[dpdk-dev] [RFC] Generic flow director/filtering/classification API

Adrien Mazarguil adrien.mazarguil at 6wind.com
Tue Jul 19 15:12:19 CEST 2016


On Tue, Jul 19, 2016 at 08:11:48AM +0000, Lu, Wenzhuo wrote:
> Hi Adrien,
> Thanks for your clarification.  Most of my questions are clear, but still something may need to be discussed, comment below.

Hi Wenzhuo,

Please see below.

[...]
> > > > Requirements for a new API:
> > > >
> > > > - Flexible and extensible without causing API/ABI problems for existing
> > > >   applications.
> > > > - Should be unambiguous and easy to use.
> > > > - Support existing filtering features and actions listed in `Filter types`_.
> > > > - Support packet alteration.
> > > > - In case of overlapping filters, their priority should be well documented.
> > > Does that mean we don't guarantee the consistent of priority?
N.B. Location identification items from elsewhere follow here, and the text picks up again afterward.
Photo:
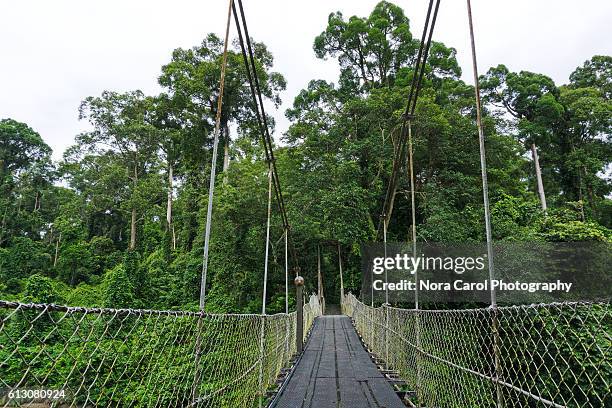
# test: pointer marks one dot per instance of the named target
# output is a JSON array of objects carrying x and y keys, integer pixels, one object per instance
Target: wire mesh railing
[
  {"x": 85, "y": 357},
  {"x": 549, "y": 355}
]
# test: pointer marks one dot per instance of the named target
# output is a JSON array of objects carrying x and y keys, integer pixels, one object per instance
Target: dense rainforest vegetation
[{"x": 119, "y": 220}]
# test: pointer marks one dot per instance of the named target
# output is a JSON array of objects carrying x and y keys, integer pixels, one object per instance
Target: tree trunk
[
  {"x": 133, "y": 230},
  {"x": 59, "y": 240},
  {"x": 536, "y": 162},
  {"x": 226, "y": 139},
  {"x": 169, "y": 225}
]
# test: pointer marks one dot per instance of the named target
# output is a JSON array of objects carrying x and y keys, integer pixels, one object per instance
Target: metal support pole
[
  {"x": 286, "y": 273},
  {"x": 320, "y": 280},
  {"x": 213, "y": 166},
  {"x": 536, "y": 163},
  {"x": 485, "y": 194},
  {"x": 299, "y": 305},
  {"x": 262, "y": 357},
  {"x": 211, "y": 191}
]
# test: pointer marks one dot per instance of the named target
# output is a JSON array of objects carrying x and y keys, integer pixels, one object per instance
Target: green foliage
[
  {"x": 118, "y": 290},
  {"x": 126, "y": 225}
]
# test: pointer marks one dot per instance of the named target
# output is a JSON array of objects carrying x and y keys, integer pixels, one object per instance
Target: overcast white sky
[{"x": 56, "y": 53}]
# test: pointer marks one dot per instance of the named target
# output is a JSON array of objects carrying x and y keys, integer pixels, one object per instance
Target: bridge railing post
[{"x": 299, "y": 305}]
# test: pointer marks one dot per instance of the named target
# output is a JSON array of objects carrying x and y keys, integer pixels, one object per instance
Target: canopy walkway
[
  {"x": 553, "y": 355},
  {"x": 549, "y": 355},
  {"x": 336, "y": 371}
]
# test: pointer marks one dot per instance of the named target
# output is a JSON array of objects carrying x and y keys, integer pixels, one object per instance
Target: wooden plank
[{"x": 336, "y": 371}]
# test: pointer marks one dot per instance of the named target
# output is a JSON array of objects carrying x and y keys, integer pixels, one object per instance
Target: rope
[
  {"x": 548, "y": 359},
  {"x": 265, "y": 278},
  {"x": 213, "y": 166},
  {"x": 251, "y": 71},
  {"x": 485, "y": 198}
]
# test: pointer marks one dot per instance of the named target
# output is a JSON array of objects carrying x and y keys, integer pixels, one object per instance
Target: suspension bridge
[{"x": 543, "y": 355}]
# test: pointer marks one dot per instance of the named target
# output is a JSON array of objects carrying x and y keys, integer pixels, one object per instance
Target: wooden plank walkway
[{"x": 336, "y": 371}]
The priority can
> > be different on different NICs. So the behavior of the actions  can be different.
> > Right?
> > 
> > No, the intent is precisely to define what happens in order to get a consistent
> > result across different devices, and document cases with undefined behavior.
> > There must be no room left for interpretation.
> > 
> > For example, the API must describe what happens when two overlapping filters
> > (e.g. one matching an Ethernet header, another one matching an IP header)
> > match a given packet at a given priority level.
> > 
> > It is documented in section 4.1.1 (priorities) as "undefined behavior".
> > Applications remain free to do it and deal with consequences, at least they know
> > they cannot expect a consistent outcome, unless they use different priority
> > levels for both rules, see also 4.4.5 (flow rules priority).
> > 
> > > Seems the users still need to aware the some details of the HW? Do we need
> > to add the negotiation for the priority?
> > 
> > Priorities as defined in this document may not be directly mappable to HW
> > capabilities (e.g. HW does not support enough priorities, or that some corner
> > case make them not work as described), in which case the PMD may choose to
> > simulate priorities (again 4.4.5), as long as the end result follows the
> > specification.
> > 
> > So users must not be aware of some HW details, the PMD does and must
> > perform the needed workarounds to suit their expectations. Users may only be
> > impacted by errors while attempting to create rules that are either unsupported
> > or would cause them (or existing rules) to diverge from the spec.
> The problem is sometime the priority of the filters is fixed according to
> > HW's implementation. For example, on ixgbe, n-tuple has a higher
> > priority than flow director.

As a side note I did not know that N-tuple had a higher priority than flow
director on ixgbe, priorities among filter types do not seem to be
documented at all in DPDK. This is one of the reasons I think we need a
generic API to handle flow configuration.

So, today an application cannot combine N-tuple and FDIR flow rules and get
a reliable outcome, unless it is designed for specific devices with a known
behavior.

> What's the right behavior of PMD if APP want to create a flow director rule which has a higher or even equal priority than an existing n-tuple rule? Should PMD return fail? 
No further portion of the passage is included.